Justo a punto de casarse, se desencadenó la rebelión de Tay Son en Vietnam, y sus líderes pagaron a los piratas para luchar con ellos, aunque no les sirvió de nada y, al poco tiempo, los piratas volvieron a luchar entre sí.

Sin embargo, Cheng I tuvo una idea: unir a todos los piratas en una sola y unida flota. Tenían siete capitanes, que tenían que rendir cuentas ante Cheng. Este sistema funcionó bien durante dos años, incluso añadieron dos barcos a su flota. Pero en 1807 Cheng murió; unos dicen que en una tormenta, otros que en un combate. Su mujer, compañera de viajes y combates, se convirtió, como era lo natural, en la lideresa de aquella enorme flota, a la que puso la bandera roja.
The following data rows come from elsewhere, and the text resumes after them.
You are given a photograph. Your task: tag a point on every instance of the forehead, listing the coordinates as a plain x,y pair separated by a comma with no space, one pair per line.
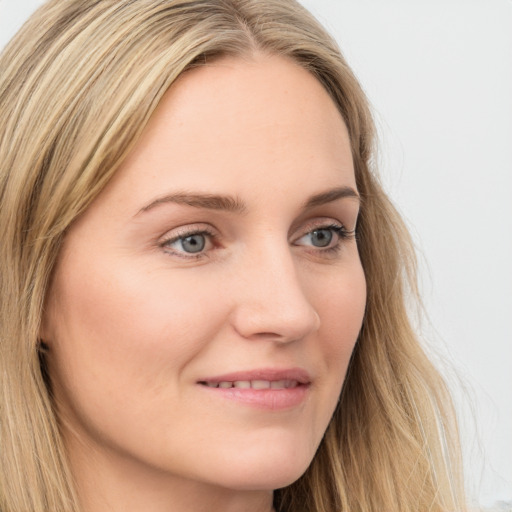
240,124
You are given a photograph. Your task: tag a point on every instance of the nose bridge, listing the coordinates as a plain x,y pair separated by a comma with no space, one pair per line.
272,300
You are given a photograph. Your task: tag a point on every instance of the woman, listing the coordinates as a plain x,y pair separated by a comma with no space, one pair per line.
203,283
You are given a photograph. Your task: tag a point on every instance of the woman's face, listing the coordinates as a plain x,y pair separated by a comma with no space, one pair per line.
204,309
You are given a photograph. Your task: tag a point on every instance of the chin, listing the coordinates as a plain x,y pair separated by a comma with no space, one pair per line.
271,469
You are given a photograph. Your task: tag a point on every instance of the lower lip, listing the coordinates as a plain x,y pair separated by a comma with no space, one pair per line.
270,399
Cierto tiempo después, se llevó a los barcos al hijo adoptado de Cheng, Chang Pao, con quien se casó, aunque siguió siendo la comandante suprema de una flota enorme (de cincuenta mil a setenta mil piratas) que ningún otro pirata ha tenido. Tenían un código de conducta férreo; por ejemplo, violar a las mujeres era castigado con la muerte.

Quedan por mencionar muchas numerosas en diferentes épocas: las vikingas, las de Estados Unidos, la Dama Dragón de China… y muchas otras. Sirva esto como presentación de un tema que solo conocemos por el cine y las plataformas digitales.